Bringing back Rails IdentityMap caching

Gabriel Kent
Aug 15, 2019 · 7 min read
Image for post
Image for post

Once upon a time, Rails had a feature under ActiveRecord called: IdentityMap.

Ensures that each object gets loaded only once by keeping every loaded object in a map. Looks up objects using the map when referring to them.

When does Rails pro-actively cache ActiveRecord objects?

Answer: On associations when the inverse_of option is properly configured or inferred by convention.

Navigating to the associated record(s), then navigating back, should not incur an additional query.

If a similar record is freshly queried and happens to be associated with the same record, the same cache is not accessed and an extra query is made. Ideally, we should be able to realize that the associated record had already been queried and, therefore, an additional query is unnecessary.

Now an extra query or two may not seem like much, but if we consider the above example, there could be thousands of comments which are associated with any given blog. If those comments are loaded outside of the blog_post association, then attempting to reference the blog_post association from within each comment will result in N blog_posts table queries even if they all belong to the same BlogPost!

Why should you care?

Answer: high scale. At least, that’s why we care.

Scaling is exciting, but also painful. As customers begin to increase traffic, engineering teams may notice significant database load and contention. However, due to the size and complexity of most codebases, it can be extremely difficult to pinpoint specific inefficiencies around queries. We recently found ourselves in such a situation where the sheer volume of database reads began adversely affecting our services. These reads were largely due to the same associated records being re-queried across different source records.

Our Story

We were able to determine which tables were receiving the most queries, but that still didn’t quite help with pinpointing the exact code areas. We identified a few areas that were effectively making redundant queries, but we realized that targeted fixes were not very feasible nor scalable. We needed a broader, more effective solution to reduce redundant queries in order to reduce our overall database load.

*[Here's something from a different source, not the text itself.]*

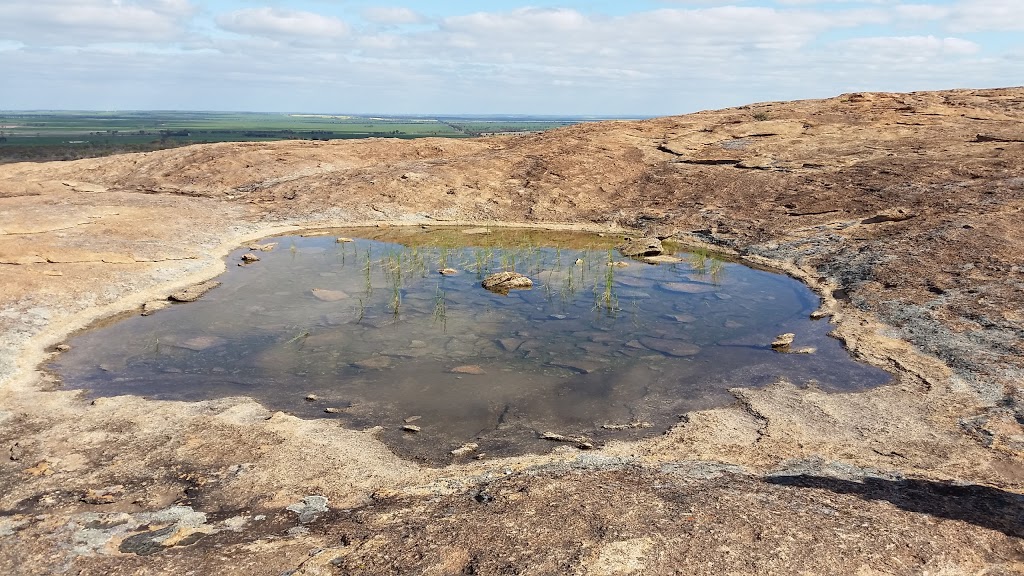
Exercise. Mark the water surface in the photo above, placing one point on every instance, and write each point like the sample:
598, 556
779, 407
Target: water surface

IdentityMap could have been that solution for us, but it was deprecated after Rails v3.2.13 due to some noticed inconsistencies. According to our understanding of the inconsistencies, the feature was likely trying to support too many edge cases. All caching strategies have weaknesses and eventually break down if the usage is not properly scoped. Even so, there are rumors that this feature may be reintroduced in future Rails versions, but we didn’t want to wait that long.

Therefore, we set out to partially re-adapt the previous implementation of the IdentityMap feature to Rails 4.

What is appropriately scoped caching?

Caching is dangerous if not done correctly. For example, making decisions based on outdated data as if it was current. In our opinion, the following rule of thumb should be respected:

Don’t apply caching if the process is expected to react to changes during the caching period. i.e. Don’t cache when mixing reads and writes.

An example candidate for caching might be a nightly billing task which aggregates billing data for the past month. That kind of task is likely not expecting last minute updates while it runs. It assumes that the state of the world remains constant while processing.

What did we do and how did we do it?

Spoiler: we didn’t completely remake the IdentityMap feature set. We remade a valuable portion of it and also added in some new features of our own:

  • SingularAssociation#find_target cache read and writes
  • Persistence#instantiate cache writes only
  • Stats recorded for cache writes, misses, and hits
  • Dry run caching mode (no loading from cache; read attempts still increment)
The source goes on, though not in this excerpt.